Tapi hal yang tidak dimengerti atau berusaha untuk tidak dipahami perusahaan industri hiburan
di Amerika Serikat ini, adalah di setiap negara pastinya memiliki hukum yang berbeda. Amerika
Serikat yang membuat media hiburan ter-sentralisasi di Amerika Serikat atau Hollywood, dan
merasa mereka mempunyai hak untuk melakukan tindakan penegakkan hukum di luar negeri
sampai melibatkan pihak kepolisian di negara itu. Bisa dipahami karena mereka bertujuan untuk
mendapatkan penghasilan dari setiap produk media untuk menghidupi industrinya yang sangat
dependen pada konsumen dari seluruh dunia. Akibat hal ini, di Swedia dibuatlah semacam partai
poltik dinamai “Pirate Party” yang berusaha melindungi hak fundamental bagi pelaku
penyebaran media, privasi pelapor pelanggaran, dan kebebasan pers yang dilanggar oleh undang-
undang ketentuan “pendapatan dari sebuah media” di industri hiburan. Mereka melihat sisi baik
dari fenomena penyebaran media di internet, yaitu pengetahuan dan budaya yang dapat dipahami
oleh siapa saja. Sesuatu anugerah bagi siapa saja di jaman ini dibandingkan jaman-jaman
sebelumnya. Creative Commons mempersilahkan pembuat media memilih untuk menyebarkan
karya dengan cara membagikan karya secara gratis untuk dipakai kembali, jadi masih ada jalan
untuk mendistribusi secara bebas dan legal, jika senimannya memilih jalan itu.

Di Nigeria, pendistribusian film diawasi oleh pemerintah jika film itu diproduksi dalam negeri
dan diminta oleh si produser. Pemerintah Nigeria menginginkan masyarakat untuk menghormati
hak cipta bagi karya seni dan seniman yang membuatnya, dengan cara melindungi penghasilan
dari pembajakan. Tapi, ini tetap sia-sia karena adanya internet, dan kesamaan budaya.
Masyarakat akan tetap memilih yang gratis dan inilah yang tidak dilawan perusahaan pada saat
itu. Perusahaan yang tidak bisa mengikuti perubahan akan selalu mendapat kerugian dari adanya
internet. Karena musik didapatkan secara gratis, ini berakibat negatif pada nilai atau value yang
dimiliki konsumen terhadap suatu media, seperti musik, orang menganggap musik didapatkan
gratis menjadi disepelekan. Caranya adalah membuat konsumen ingin memilih untuk
mendukung pembuat media dengan membeli karya yang dibuat. Mungkin dengan membuat
experience sentimental atau gembira, yang penting seniman itu dekat dengan hati konsumen.

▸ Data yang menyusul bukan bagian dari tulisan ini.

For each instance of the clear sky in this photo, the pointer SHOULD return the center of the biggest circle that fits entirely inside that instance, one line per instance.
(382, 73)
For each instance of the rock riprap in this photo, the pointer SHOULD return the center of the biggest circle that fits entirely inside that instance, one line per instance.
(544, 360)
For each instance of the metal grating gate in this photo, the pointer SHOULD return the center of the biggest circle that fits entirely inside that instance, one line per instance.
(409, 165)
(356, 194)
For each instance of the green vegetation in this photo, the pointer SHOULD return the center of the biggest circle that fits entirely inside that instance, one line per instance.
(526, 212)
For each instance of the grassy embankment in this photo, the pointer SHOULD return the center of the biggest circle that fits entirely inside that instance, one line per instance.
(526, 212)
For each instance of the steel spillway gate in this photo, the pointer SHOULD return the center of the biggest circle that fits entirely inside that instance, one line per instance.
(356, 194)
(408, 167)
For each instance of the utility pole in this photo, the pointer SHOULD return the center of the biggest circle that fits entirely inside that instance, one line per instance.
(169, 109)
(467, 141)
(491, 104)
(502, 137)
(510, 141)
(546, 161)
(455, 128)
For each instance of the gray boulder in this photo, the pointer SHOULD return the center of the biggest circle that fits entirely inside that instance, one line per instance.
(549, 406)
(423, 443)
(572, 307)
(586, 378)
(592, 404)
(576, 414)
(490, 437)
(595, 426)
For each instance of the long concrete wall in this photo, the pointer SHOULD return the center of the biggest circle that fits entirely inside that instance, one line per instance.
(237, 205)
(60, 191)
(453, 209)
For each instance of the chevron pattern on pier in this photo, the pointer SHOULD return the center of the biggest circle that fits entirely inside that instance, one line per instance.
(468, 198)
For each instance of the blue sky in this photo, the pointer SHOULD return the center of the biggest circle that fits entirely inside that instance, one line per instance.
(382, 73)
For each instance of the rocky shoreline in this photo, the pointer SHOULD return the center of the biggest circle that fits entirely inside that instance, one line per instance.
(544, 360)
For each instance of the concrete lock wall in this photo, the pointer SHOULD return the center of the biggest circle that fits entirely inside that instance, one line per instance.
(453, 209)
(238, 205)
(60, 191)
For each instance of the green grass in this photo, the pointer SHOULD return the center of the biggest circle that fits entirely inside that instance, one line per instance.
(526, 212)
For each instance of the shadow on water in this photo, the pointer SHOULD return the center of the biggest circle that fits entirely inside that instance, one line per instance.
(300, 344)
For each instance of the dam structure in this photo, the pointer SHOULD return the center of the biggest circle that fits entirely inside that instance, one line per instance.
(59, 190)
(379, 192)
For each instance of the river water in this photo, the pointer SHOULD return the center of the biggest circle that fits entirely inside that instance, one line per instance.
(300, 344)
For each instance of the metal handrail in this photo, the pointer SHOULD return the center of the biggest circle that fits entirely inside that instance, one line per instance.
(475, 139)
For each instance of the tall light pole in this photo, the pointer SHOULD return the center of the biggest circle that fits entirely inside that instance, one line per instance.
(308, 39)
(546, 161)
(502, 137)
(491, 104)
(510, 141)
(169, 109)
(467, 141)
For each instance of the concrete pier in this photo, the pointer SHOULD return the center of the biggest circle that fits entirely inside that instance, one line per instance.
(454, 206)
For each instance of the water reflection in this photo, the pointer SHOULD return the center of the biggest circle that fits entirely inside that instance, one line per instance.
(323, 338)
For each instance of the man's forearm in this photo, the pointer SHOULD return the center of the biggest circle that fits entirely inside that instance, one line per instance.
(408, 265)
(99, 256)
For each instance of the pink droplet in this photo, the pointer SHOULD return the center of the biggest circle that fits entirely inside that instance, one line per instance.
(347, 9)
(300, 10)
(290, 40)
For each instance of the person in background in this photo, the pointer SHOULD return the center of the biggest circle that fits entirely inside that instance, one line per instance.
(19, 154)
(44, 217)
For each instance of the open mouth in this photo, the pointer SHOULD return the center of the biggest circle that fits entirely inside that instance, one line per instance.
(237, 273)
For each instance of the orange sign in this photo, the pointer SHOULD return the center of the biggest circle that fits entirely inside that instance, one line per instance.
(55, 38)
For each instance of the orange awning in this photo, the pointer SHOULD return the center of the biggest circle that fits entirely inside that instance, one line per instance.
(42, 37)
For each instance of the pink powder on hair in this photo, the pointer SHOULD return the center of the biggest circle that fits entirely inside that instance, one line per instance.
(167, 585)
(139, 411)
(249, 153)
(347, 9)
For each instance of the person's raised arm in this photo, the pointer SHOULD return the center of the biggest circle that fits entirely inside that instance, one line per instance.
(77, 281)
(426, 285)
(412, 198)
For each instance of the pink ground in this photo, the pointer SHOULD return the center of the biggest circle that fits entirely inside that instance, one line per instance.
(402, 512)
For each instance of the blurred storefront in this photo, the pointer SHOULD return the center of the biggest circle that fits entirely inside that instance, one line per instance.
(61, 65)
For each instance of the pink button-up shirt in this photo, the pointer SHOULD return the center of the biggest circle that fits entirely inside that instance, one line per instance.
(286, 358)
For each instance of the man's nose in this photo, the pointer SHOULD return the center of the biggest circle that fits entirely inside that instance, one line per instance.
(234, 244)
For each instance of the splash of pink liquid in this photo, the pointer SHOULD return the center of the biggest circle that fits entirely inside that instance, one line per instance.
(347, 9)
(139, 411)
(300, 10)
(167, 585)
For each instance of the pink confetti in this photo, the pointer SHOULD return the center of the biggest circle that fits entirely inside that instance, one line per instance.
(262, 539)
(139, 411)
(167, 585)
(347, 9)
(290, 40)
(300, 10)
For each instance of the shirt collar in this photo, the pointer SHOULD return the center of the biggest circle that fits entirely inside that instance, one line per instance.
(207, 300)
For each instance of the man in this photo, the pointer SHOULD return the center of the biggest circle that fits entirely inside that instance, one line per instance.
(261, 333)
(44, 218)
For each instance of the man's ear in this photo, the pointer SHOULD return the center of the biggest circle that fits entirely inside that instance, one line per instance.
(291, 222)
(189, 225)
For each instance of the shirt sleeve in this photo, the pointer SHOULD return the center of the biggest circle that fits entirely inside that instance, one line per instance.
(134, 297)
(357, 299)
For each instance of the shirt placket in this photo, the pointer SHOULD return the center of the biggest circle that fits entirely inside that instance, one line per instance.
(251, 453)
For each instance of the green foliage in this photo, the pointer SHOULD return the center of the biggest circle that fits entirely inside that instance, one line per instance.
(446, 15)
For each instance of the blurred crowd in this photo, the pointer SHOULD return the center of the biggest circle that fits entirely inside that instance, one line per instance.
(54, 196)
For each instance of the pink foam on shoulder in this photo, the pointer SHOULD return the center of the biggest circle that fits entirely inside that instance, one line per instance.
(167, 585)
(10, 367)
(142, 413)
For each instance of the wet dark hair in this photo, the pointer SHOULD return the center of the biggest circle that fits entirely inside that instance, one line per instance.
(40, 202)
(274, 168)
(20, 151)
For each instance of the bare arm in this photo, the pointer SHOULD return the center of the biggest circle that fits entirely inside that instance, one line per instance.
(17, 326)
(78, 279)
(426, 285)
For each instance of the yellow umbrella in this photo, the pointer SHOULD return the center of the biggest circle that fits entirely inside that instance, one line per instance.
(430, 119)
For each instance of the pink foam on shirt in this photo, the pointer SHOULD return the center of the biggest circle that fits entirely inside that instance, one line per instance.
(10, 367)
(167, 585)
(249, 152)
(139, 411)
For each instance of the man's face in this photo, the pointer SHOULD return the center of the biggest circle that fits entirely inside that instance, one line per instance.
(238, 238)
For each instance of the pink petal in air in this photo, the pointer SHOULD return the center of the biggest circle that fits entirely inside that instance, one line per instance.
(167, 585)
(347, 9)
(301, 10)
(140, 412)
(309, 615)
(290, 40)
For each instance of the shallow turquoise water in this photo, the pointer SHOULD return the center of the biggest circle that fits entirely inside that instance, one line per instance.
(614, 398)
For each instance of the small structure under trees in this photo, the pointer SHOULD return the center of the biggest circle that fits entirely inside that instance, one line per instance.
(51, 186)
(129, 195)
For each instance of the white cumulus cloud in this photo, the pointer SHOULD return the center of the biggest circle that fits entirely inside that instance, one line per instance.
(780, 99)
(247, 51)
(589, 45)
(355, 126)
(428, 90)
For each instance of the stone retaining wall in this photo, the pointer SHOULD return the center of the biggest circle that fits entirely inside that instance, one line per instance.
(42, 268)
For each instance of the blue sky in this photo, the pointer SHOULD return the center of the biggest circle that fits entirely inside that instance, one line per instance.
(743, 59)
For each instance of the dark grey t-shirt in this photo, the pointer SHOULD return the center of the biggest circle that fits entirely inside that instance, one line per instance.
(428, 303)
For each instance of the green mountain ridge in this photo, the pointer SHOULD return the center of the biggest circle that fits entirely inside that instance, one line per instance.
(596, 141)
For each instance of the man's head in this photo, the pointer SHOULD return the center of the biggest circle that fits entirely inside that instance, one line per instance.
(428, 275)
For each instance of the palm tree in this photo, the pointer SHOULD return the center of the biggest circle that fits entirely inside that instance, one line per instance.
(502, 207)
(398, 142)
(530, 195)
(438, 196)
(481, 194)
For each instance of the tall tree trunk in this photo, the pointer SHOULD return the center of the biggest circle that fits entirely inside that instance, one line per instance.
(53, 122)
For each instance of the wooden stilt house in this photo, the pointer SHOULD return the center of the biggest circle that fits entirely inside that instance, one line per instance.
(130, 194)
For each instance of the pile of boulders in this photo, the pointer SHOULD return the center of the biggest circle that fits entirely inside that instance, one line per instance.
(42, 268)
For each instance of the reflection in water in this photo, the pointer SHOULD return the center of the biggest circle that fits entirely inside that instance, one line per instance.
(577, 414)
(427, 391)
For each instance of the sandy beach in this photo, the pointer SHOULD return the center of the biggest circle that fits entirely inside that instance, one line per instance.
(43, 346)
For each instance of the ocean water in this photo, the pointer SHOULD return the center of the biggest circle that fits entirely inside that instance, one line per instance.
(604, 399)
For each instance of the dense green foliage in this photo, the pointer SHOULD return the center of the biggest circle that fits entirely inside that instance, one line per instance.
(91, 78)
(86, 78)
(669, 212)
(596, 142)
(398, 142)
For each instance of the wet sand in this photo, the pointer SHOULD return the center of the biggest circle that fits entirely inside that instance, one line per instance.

Model yang ideal untuk ini adalah berlangganan per bulan atau per tahun yang ditagih bersama
pembayaran listrik, dengan hasil yang sama dengan penghasilan over the counter (transaksi
antara pedagang dan pembeli).
Di Brazil, pendistribusian musik berporos pada pedagang CD, yang mendapatkan produk dari DJ
produser yang menghasilkan musik dari kolaborasi oleh berbagai musisi lokal. Di ranah musik
“Techno Brega” Brazil, bagi produser, CD dianggap hanya sebagai iklan, dan penghasilan
mereka didapat dari konser dengan sound system terbagus. Konser-lah yang juga menafkahi
musisi dan itu didapat dari promosi lewat CD, dan bagi mereka, hak cipta tidak dijadikan sumber
penghasilan. Mereka juga menjual film dari konser itu keesokan harinya. Perkembangan media
membuat pendistribusian karya berubah metode, dan limitasi yang diterapkan oleh pemerintah
yang takut pada ancaman media ini, memaksa seniman untuk mencari cara kreatif untuk
mendukung kelangsungan hidup mereka. Perbedaan generasi antara orang yang terlibat di
perusahaan korporat dengan masyarakat muda yang mempunyai akses ke internet adalah
penyebab permasalahan ini. Generasi tua tidak paham mengapa media menjadi gratis, dan justru,
lewat akses internet, generasi muda bisa lebih paham masa lalu.